The idea behind the Healthy Towns initiative is that the burden of lifestyle related illnesses on the NHS can be reduced by motivating people to be healthier. For example, there is a proposal to create an app that rewards people for reaching walking goals. Those rewards could be anything from cut price shopping, to discounts on sports kit or vouchers for entertainment. The initiative was launched in March 2016 and covers 76,000 homes and 170,000 residents. It extends right across the country and is intended to include many different projects and ideas. In Runcorn, Cheshire, for example, as well as the walking app there are also plans for outdoor gyms, free cooking lessons and free bikes. Simon Stevens, the head of NHS England, said:

“As these new neighbourhoods and towns are built, we’ll kick ourselves if in 10 years’ time we look back having missed the opportunity to ‘design out’ the obesogenic environment, and ‘design in’ health and wellbeing,”


A new perspective

According to a Design Council estimate the average Brit walks for less than nine minutes a day. Given that healthy adults aged 19 – 64 are supposed to aim for 150 minutes of moderate aerobic activity each week to stay healthy that means many people in the UK are falling far short of the recommended targets. This epidemic of unfitness doesn’t just affect individuals and the NHS but wider society too – it’s estimated that 130 million work days are lost every year due to ill health. That’s why everyone, from planners and developers, through to employers, are being encouraged to engage with this new perspective that encourages a healthier lifestyle for the benefit of everyone.

Rewards for fitness

It’s not just NHS England that has seen the potential in offering incentives and rewards in return for maintaining levels of fitness and reaching certain wellbeing goals. Wearable fitness tech – such as the Fitbit – can now be used to earn cash and prizes via performance. There are numerous schemes and programmes now in place where you can hook up your fitness tracker and use healthy habits to earn rewards, such as vouchers and cash back.

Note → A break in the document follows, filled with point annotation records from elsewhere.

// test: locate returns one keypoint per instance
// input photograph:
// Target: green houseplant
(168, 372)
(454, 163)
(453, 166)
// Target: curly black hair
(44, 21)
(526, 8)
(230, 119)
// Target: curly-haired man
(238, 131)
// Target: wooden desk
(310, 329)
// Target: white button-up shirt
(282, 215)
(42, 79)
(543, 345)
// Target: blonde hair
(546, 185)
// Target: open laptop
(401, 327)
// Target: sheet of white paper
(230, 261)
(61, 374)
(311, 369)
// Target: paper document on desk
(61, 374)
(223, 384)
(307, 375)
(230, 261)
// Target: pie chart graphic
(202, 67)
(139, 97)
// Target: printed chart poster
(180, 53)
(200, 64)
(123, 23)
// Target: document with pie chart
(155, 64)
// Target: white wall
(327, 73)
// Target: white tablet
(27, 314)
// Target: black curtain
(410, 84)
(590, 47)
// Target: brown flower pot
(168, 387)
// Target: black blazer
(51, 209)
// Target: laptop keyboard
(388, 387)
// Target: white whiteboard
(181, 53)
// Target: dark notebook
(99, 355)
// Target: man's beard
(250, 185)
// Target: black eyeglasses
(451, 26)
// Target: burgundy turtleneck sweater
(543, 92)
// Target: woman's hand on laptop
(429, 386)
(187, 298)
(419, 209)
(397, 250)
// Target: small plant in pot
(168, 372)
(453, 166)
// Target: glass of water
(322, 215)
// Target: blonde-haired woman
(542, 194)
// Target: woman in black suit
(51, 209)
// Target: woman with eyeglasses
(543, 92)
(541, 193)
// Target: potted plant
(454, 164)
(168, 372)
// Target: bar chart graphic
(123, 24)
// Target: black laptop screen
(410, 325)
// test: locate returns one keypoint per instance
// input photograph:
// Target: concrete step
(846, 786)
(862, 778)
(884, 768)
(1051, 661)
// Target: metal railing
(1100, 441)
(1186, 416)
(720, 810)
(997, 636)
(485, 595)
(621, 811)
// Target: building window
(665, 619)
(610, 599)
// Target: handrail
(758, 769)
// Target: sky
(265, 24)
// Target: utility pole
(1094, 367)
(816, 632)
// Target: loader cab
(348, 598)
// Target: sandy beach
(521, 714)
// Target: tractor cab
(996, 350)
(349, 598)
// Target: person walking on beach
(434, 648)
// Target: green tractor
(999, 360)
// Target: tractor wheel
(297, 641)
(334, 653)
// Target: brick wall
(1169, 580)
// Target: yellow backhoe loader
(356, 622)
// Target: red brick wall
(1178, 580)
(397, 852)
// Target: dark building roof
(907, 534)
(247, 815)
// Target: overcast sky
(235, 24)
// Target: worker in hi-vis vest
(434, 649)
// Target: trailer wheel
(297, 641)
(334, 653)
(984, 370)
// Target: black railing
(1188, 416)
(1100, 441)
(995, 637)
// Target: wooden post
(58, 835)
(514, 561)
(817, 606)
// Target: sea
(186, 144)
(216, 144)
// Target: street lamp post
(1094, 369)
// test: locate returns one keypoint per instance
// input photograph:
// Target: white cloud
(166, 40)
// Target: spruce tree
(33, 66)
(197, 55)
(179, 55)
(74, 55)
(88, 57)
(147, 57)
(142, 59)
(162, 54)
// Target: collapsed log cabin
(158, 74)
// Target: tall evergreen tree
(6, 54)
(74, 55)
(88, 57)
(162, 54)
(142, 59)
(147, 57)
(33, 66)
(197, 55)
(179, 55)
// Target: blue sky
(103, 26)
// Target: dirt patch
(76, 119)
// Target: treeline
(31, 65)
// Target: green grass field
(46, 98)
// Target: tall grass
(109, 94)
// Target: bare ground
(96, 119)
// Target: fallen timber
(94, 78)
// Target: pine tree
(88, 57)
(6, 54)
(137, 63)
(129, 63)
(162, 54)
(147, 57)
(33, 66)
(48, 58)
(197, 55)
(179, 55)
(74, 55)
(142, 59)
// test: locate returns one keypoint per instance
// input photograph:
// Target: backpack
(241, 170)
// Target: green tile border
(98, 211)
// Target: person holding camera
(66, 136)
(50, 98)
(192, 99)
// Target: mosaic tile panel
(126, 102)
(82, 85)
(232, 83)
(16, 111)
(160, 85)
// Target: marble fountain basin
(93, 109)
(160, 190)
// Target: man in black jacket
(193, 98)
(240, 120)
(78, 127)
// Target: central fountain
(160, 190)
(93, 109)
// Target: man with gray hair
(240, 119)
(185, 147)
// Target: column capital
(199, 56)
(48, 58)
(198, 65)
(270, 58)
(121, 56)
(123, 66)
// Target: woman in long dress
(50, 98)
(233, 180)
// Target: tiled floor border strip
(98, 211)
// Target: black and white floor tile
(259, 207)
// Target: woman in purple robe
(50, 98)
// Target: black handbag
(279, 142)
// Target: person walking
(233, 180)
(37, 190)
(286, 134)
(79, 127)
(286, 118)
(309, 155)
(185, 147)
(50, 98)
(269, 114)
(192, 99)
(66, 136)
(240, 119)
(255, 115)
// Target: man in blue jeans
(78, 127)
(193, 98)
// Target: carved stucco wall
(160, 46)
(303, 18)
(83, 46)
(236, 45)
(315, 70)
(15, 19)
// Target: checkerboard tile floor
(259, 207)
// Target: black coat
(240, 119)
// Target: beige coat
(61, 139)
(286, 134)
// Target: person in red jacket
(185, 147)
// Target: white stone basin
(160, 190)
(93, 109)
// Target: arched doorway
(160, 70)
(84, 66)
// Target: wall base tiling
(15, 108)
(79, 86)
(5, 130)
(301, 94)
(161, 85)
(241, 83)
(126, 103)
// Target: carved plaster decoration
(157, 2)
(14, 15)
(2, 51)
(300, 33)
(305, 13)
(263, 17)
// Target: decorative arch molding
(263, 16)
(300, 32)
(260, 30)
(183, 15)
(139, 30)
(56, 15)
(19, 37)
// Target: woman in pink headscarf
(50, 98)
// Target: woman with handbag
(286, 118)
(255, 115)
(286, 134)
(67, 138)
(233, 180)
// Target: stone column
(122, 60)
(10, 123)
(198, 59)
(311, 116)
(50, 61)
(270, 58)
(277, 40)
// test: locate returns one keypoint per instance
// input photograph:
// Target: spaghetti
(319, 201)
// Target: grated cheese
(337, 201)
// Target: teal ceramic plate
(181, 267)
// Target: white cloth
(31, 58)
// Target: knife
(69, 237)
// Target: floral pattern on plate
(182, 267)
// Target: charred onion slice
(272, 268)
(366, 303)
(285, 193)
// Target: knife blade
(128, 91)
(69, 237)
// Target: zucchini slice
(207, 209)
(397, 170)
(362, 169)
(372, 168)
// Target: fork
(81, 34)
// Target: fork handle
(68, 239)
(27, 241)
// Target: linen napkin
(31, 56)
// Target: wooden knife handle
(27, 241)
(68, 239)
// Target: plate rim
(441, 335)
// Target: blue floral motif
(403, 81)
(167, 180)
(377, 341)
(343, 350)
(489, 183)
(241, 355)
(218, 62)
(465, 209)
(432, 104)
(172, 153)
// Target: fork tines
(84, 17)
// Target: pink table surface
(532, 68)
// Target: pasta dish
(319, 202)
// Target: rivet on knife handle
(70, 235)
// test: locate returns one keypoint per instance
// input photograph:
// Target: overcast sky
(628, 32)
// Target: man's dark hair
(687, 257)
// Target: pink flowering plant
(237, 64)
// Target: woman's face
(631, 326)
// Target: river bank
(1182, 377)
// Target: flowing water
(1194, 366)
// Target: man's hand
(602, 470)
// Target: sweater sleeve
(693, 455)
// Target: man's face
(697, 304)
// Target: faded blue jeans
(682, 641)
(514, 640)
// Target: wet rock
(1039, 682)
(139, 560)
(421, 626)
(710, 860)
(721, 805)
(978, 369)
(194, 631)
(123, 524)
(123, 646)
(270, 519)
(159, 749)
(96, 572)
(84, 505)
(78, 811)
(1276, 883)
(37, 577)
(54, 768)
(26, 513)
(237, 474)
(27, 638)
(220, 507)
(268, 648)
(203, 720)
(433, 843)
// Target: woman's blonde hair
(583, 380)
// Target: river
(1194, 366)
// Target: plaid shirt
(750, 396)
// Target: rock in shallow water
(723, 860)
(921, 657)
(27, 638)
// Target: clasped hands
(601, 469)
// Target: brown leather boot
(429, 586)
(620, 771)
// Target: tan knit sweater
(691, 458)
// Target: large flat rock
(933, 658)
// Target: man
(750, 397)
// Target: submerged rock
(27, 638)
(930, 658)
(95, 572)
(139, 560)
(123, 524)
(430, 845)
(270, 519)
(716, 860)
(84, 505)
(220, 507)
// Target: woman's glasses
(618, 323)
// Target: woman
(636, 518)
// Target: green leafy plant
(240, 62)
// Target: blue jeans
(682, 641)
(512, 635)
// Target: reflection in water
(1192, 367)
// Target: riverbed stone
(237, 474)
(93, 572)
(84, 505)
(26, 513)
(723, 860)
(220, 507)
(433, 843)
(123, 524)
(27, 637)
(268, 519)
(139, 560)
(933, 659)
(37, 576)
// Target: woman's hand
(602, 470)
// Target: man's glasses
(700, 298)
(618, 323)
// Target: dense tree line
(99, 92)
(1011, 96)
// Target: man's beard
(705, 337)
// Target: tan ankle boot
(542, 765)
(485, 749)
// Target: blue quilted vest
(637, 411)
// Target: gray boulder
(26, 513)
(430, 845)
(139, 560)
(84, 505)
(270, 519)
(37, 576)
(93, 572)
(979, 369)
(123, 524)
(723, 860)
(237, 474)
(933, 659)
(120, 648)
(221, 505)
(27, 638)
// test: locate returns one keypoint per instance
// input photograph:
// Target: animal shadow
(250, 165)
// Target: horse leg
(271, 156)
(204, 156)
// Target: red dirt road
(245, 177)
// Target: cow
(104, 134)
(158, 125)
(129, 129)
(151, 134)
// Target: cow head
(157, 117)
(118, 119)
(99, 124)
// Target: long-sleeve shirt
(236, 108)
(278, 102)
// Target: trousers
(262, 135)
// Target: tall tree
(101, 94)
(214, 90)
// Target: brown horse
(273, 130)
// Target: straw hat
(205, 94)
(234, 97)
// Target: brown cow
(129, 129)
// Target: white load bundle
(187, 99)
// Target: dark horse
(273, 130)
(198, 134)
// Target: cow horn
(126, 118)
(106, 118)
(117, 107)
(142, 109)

For example Bounts, which enables you to connect any fitness tracker to its app and start building up points. The points can be converted into offers from big name brands or the opportunity to take part in challenges – which can then be converted into even more points. Then there are apps such as Healthy Wage – this involves using the incentive of cash to reach a weight loss goal. When the goal is set, you make a wager on it i.e. how much you’re willing to bet on whether you’ll actually reach the goal. If you meet the goal then you win the cash prize, if not then it goes into the Healthy Wage pot for good causes.

If there’s one thing that most of us know it’s that the carrot is often more powerful than the stick when it comes to motivating human behaviour. If you’re keen to get fitter – or looking to lose weight – then it’s worth exploring the various rewards and incentives on offer to find a way to meet those goals and earn at the same time.